The global city
Two decades after the publication of your book, The Global City, and ten years after Mutations by Rem Koolhaas, what is your feeling about the evolution of the contemporary city? Do you think that generalization of the “global city” has become the symbol of our urban condition?
Saskia Sassen: I cannot say, “this is a city,” or “that isn’t a city”.I always define the city as a complex, incomplete system that is sufficiently indeterminate to keep reinventing itself. It can outlive other systems that may also be complex, but are complete, like a formal government structure. Kingdoms, republics, multinational corporations, financial firms, they all end. But can a city be destroyed? Is it remade or rebuilt? That is partly because of non-city issues, such as the choice of the original site where a city is founded. There is a whole logic at play that has to do with a much larger ecology of meanings, possibilities, temporalities, spatialities—a lot of the non-urban plays a critical role in how the urban is constituted. It is urgent that we recognize these dimensions.

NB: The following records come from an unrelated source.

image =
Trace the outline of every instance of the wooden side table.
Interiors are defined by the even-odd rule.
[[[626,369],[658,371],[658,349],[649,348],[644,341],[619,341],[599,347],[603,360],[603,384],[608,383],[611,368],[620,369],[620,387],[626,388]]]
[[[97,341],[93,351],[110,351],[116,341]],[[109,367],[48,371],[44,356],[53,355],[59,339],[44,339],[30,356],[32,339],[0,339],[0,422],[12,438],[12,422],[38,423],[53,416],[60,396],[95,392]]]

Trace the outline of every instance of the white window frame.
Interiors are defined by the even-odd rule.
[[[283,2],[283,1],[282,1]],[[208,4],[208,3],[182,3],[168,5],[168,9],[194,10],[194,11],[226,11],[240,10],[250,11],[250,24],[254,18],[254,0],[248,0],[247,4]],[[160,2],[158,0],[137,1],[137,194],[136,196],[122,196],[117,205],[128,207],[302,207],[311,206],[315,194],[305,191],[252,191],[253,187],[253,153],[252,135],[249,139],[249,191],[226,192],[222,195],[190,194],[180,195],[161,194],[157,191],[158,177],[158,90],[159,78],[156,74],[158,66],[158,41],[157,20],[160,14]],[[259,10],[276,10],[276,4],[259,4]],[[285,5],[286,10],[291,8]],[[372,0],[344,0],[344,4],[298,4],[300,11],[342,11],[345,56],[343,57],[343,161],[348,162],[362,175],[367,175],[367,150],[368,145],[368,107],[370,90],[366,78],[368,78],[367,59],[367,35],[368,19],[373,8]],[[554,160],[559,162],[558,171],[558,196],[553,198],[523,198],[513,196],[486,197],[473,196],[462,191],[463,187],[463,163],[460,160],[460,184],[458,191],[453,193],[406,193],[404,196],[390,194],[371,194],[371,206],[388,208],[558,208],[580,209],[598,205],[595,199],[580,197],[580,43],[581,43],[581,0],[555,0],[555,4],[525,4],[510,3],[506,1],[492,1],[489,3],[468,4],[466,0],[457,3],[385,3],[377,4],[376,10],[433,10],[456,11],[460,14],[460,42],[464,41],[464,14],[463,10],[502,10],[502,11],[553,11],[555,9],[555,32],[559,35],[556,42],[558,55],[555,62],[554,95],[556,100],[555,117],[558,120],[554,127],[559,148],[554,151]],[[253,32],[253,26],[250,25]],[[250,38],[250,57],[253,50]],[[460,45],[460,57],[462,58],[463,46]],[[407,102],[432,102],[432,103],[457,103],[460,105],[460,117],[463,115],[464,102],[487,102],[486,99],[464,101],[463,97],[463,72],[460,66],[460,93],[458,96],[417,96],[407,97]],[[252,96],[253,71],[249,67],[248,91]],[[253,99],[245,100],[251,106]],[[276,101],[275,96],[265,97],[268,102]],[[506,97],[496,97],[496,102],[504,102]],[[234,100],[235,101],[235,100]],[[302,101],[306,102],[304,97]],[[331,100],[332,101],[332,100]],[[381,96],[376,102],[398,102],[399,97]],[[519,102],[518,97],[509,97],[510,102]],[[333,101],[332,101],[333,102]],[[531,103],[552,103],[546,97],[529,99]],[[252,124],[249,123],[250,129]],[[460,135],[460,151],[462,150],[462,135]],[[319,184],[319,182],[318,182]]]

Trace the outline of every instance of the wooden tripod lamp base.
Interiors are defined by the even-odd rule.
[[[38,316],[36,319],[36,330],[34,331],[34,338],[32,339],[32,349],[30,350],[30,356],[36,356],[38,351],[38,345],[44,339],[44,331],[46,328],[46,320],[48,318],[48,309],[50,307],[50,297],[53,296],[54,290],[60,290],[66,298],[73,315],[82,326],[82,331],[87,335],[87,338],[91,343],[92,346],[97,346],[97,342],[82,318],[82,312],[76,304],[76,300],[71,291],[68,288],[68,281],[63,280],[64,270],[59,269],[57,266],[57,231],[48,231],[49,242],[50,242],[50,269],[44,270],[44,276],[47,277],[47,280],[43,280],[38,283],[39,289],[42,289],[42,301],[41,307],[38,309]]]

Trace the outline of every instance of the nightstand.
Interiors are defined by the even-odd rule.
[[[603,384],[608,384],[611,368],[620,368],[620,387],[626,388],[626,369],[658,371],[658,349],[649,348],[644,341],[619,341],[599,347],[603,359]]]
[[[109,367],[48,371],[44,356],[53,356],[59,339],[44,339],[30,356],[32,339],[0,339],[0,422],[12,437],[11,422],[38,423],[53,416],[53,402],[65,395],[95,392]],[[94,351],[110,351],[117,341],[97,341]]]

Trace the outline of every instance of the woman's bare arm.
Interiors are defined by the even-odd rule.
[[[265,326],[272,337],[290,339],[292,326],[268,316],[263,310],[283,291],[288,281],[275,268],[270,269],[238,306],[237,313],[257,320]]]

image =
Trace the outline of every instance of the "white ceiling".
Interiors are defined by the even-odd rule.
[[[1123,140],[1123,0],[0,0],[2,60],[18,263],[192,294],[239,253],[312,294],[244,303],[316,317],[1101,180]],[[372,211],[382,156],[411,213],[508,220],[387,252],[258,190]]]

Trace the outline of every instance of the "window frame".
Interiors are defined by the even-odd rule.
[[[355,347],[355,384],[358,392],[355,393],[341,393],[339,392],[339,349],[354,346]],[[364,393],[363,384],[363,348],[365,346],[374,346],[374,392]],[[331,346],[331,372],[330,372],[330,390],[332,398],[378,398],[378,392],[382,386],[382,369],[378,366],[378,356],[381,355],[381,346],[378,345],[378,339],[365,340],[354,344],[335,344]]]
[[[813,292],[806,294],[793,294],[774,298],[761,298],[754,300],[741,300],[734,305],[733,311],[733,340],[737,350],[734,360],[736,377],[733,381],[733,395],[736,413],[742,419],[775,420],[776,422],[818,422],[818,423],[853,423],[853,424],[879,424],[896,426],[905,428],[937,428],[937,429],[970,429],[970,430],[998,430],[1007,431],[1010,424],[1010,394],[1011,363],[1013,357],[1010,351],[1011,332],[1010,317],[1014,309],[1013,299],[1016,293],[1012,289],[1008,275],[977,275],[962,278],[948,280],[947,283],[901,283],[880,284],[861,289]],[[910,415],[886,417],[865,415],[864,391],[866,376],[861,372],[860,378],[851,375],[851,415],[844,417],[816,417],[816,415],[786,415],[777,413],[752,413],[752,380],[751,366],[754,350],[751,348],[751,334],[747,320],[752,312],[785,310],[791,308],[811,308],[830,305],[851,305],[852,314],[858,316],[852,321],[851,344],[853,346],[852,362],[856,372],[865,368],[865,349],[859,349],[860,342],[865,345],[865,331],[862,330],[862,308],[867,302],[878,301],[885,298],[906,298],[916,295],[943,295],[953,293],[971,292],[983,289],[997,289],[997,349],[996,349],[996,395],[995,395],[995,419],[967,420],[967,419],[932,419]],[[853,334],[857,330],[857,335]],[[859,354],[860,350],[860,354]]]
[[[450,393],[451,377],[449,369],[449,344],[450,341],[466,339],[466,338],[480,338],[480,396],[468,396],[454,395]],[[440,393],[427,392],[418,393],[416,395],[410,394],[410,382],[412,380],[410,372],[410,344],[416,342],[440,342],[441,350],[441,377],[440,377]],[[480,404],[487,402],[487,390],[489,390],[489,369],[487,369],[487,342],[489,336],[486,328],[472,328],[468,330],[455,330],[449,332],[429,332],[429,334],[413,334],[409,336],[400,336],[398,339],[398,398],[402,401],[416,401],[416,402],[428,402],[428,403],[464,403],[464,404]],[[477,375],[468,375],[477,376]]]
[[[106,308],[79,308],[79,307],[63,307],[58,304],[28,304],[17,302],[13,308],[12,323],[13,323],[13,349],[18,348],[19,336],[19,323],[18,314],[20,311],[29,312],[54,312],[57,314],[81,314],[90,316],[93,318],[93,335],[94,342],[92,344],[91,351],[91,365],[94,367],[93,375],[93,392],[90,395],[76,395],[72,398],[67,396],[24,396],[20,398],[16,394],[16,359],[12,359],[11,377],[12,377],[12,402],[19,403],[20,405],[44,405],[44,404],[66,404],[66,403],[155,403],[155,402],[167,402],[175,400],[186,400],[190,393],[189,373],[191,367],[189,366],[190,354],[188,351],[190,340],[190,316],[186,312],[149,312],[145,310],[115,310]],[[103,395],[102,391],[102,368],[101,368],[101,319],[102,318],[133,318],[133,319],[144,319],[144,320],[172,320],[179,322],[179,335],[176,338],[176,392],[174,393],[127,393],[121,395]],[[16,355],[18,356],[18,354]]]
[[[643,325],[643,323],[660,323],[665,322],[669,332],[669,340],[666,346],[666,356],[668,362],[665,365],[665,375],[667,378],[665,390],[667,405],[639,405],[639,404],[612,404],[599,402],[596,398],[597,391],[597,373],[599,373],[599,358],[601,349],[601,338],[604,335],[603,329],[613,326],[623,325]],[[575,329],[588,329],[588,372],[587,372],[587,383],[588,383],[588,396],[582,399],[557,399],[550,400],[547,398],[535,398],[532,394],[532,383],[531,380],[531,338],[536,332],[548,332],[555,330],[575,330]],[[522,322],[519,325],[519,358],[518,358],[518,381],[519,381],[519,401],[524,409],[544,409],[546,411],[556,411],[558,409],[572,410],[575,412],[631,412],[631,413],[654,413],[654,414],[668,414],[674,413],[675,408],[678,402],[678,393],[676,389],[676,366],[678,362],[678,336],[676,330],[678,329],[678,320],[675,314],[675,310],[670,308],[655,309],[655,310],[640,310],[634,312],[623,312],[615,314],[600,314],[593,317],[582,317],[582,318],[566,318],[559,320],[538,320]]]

I’ve done a lot of research on land grabs. Millions and millions of acres of land on which there are small farms can be wiped out in order to make a palm or soy plantation. Where do these people go? They go to the cities. The fact that there are more people than ever before living in cities is partly related to a history of non-urban violence that produces an urban population. You need to remember who those non-urban subjects are who keep adding to the urban population. Yet in ten years we will have forgotten. They will be urban subjects without any trace of their past. For me, this is a very ambiguous and unsettling period.
Right now, I think of the city as a heuristic space. Although I’ve written a lot about cities, I’m not really an urbanist. I have written so much because cities are very strategic intersections: they are spaces where issues occurring in non-urban areas become material, such as the juxtaposition of the poor and the rich. The city is an extraordinary space that makes it all visible. When I wrote The Global City, I brought the words “global” and “city” together for two reasons. One was to unsettle both the meaning of city and of the traditional hierarchy—the national government, the region, and then the city—to suggest that there are transfers of power that cut across and exist outside those older hierarchies. The main idea of the book was that the global city is an analytic construct. It is something that seeks to capture a new formation inside a city. I argue that the making of a very particular type of territory located inside a national state territory, multi-sited globally and interlinked, that is a strategic zone for certain economic and political production functions then winds up generating new geographies of centrality that cut across all divides: north-south, east-west. It’s a territorial formation, multi-sited, highly networked and specialized; a strategic platform that is ready to act. The global city is really a kind of new territorial formation inside the traditional territories. It is a core formation within the emerging global economy with digital technology, and the like.
I think that we are now in stasis. This phase—the formation of this type of terrain for action—has more or less been completed. For example Luanda, the capital of Angola, has become one of the most expensive cities in a country that has some of the most extreme poverty. But it is also making itself the most expensive city for a businessperson to go to.
Over the past twenty-five years or so, the global city has emerged as a frontier space for the encounter of two types of actors: the increasingly standardized global actor—the business actor—and a fixed national economy. The frontier space for me is a space where actors from different worlds encounter each other. However, there are no established rules for that engagement, but rather a space for that encounter and that’s the global city. Everything has been standardized in terms of standards for financial reporting, accounting, good business, good investments, and it’s a mess. Right now, this space—a very extreme space, today’s frontier space—is not at the edge of the empire, but right there inside the city.
The social question is now what this space makes visible, what is its strategic function, what makes it different from others spaces? It’s a very specific social question that, on a rhetorical level, could be asked of a national space, but in practice concerns a subnational space. This relates to the exhaustion of the liberal social contract, which has functioned, albeit imperfectly, but which is now broken as it is leading to the impoverishment of the modest middle class, which historically was the strategic social actor.
The occupy movements that have happened involving the sons and daughters of the middle class are losing ground. Now, the city, and especially those cities that have been the sites for extreme avant-garde economic transformations, has become the place for that type of encounter. We are in stasis economically and architecturally speaking, and the new possible vanguard phase, the phase where you really break new terrain, really has to do with the social question. This would also mean different types of architecture, a different organization, a material organization of urban space.